For a long time, I have juggled several things when it comes to writing. Even though I have mostly managed to put my WIP first, it has occasionally been forced to take the back seat because I wanted to keep putting new things up on this blog. Things that could get read now so that by the time Spiralling is actually finished, there might be a handful of people out there with an interest in my voice who might want to read it.
I’ve tried to achieve this through my online series and short stories. I truly loved working on the shorts and Valentine & Maxwell, even if I have failed spectacularly the last few weeks. I stopped working on everything extra during Camp NaNoWriMo, and barely managed to start up V&M again in August. But with everything else going on, even just that took a lot of time away from Spiralling Draft Two. Most days I had to choose – work on one but not the other.
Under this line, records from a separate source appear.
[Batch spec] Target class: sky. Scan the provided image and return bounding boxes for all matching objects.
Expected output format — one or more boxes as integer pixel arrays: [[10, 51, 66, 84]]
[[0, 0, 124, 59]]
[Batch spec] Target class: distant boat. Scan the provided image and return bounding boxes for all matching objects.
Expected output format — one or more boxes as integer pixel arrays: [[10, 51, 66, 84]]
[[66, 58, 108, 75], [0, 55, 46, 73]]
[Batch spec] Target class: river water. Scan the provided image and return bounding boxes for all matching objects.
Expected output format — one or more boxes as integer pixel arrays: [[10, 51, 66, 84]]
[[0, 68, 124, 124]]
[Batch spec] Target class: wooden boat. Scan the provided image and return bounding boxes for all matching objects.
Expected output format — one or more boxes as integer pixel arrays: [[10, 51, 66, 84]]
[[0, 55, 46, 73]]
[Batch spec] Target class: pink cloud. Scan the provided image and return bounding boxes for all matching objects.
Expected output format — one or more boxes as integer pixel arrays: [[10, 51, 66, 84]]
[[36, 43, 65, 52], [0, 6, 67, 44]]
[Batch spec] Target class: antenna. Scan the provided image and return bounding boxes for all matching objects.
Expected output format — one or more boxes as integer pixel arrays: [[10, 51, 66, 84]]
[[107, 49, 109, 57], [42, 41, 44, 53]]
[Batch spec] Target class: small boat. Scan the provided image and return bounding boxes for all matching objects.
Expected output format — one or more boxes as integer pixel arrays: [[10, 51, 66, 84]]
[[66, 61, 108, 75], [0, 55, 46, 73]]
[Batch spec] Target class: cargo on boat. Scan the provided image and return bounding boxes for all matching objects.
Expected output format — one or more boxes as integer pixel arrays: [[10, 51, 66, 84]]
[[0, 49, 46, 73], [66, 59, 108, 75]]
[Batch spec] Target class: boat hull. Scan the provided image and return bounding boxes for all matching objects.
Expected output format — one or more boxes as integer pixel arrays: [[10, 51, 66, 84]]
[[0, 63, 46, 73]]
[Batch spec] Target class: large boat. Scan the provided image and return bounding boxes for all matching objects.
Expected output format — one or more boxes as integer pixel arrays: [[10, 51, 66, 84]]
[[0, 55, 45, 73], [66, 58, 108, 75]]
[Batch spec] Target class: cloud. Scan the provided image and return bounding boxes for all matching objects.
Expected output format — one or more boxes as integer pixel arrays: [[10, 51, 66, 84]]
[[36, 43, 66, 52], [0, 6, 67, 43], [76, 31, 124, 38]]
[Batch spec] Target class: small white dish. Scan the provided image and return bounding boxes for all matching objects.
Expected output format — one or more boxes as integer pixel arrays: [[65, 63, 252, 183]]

There are probably many who benefit from working on multiple projects at once. I wanted to be one of them because it seemed efficient on many levels. But it’s time to face the fact that I’m not. When focusing on one specific task, I usually get it done. Often I even get it done well. Sure, I’m able to multi-task, but there’s a point where it just isn’t practical anymore. When instead of doing my best on several things at once, I end up doing barely average work on everything. I want my writing out there so someone might possibly know who I am and want to read Spiralling when it’s finished, but do you know the only way that will help? If I actually finish the damn novel.
I need to admit that in order to stick to my desired time table with Spiralling, it has got to be the only priority. That’s why I have made the tough decision to not start again with short stories or continue with Valentine & Maxwell until Draft Two is finished. This means that at least for the rest of 2017, I will be sticking only to blog posts and working on Draft Two. The only break I will take is for NaNoWriMo to work on the Perrinne Legacy 1.
There are a few options here on how to deal with this. I could cower in shame over the fact that I wasn’t able to do everything I wanted exactly when I wanted it. That would be so easy, considering it’s my default to feel guilty about everything. Another option is to accept my limitations and rejoice in the fact that being 100 % focused on my WIP will only serve to benefit it.
There is no shame in accepting what you can and cannot do. That’s what I would tell anyone else who decided to put everything else on the back-burner and aim their energy on the thing most important to them. So it’s what I’ll say to me.
When we’re living in a world filled with so much hypocrisy, hate and stupidity, I sure as hell don’t intend on adding to it – even if all I can do is not put those things on myself.
I hope you all manage to be proud of yourselves for everything, big or small, that you achieve each and every day.
It’s a hard time to remain dreamers these days. But even when the world is a nightmare, I say the best way to fight it is to keep right on dreaming.